Global energy consumption fell for the first time in nearly three decades last year as slowed manufacturing and idled factories drove consumption lower. Overall, global energy consumption fell 1.1 percent in 2009, the largest decline since Ronald Reagan’s inauguration.
Contracting consumption in the developed world was the largest driver of the decline.
This week’s chart breaks down share of global energy consumption by developed markets—the U.S., Western Europe, Japan and others represented by the Organization for Economic Co-Operation and Development (OECD)—and the rest of the world. You can see that the OECD’s share of global energy consumption has tumbled from nearly 70 percent in 1965 to well below 50 percent last year.
Meanwhile, the lights are shining bright in emerging markets. Emerging markets’ share of global energy consumption has more than doubled since the 1960s. More importantly, the speed of advance by emerging markets has accelerated the past few years, stealing away more than a 10 percent share of the total since 2003.
Credit Suisse expects oil demand to grow 9.3 percent in China, 4 percent in Latin America and 4.4 percent in the Middle East in 2010. In contrast, it expects oil demand to contract by nearly 2 percent in Western Europe and manage only meager growth in North America.
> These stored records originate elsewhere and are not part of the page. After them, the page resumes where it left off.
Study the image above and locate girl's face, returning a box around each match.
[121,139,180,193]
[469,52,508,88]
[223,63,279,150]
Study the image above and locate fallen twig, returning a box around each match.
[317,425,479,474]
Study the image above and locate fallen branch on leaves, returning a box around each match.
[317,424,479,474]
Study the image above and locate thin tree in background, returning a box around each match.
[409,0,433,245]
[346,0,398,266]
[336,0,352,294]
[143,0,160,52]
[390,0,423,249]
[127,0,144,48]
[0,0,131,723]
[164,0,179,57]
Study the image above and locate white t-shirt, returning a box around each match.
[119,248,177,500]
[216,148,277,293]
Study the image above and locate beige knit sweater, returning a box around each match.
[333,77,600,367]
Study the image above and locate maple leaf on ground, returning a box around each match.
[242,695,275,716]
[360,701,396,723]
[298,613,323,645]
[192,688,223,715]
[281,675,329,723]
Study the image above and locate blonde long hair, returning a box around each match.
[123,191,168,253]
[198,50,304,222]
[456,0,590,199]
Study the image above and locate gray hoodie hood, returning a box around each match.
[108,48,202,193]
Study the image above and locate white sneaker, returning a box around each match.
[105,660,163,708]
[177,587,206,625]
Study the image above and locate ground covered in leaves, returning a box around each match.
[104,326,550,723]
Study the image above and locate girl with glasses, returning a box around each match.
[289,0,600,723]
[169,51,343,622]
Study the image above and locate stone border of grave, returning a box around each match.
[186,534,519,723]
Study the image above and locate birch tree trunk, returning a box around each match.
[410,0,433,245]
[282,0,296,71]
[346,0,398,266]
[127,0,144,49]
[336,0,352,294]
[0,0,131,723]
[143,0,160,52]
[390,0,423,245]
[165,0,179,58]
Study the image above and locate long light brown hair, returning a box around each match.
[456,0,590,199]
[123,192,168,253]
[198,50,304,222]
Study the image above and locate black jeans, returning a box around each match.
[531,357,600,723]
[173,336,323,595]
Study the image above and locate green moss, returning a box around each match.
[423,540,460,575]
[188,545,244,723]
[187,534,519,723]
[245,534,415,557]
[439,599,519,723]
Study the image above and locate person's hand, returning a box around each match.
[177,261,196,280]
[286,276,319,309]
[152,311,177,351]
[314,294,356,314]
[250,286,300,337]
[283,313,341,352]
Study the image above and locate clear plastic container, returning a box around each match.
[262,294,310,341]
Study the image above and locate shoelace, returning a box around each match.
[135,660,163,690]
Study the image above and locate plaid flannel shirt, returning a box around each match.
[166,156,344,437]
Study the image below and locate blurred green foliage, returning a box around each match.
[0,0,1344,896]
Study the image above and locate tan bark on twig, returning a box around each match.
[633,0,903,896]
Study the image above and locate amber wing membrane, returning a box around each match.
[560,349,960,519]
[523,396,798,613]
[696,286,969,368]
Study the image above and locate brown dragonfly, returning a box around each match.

The global recession has allowed emerging markets to gain ground as activity in the developed world slowed to a crawl, but the long-term trend is a significant one and will likely continue. Improving economic conditions in the developing world means more people have more money to spend on personal cars and electricity for their homes. Also, a wealthier population consumes more goods and electronics which leads to more manufacturing activity and increased energy demand.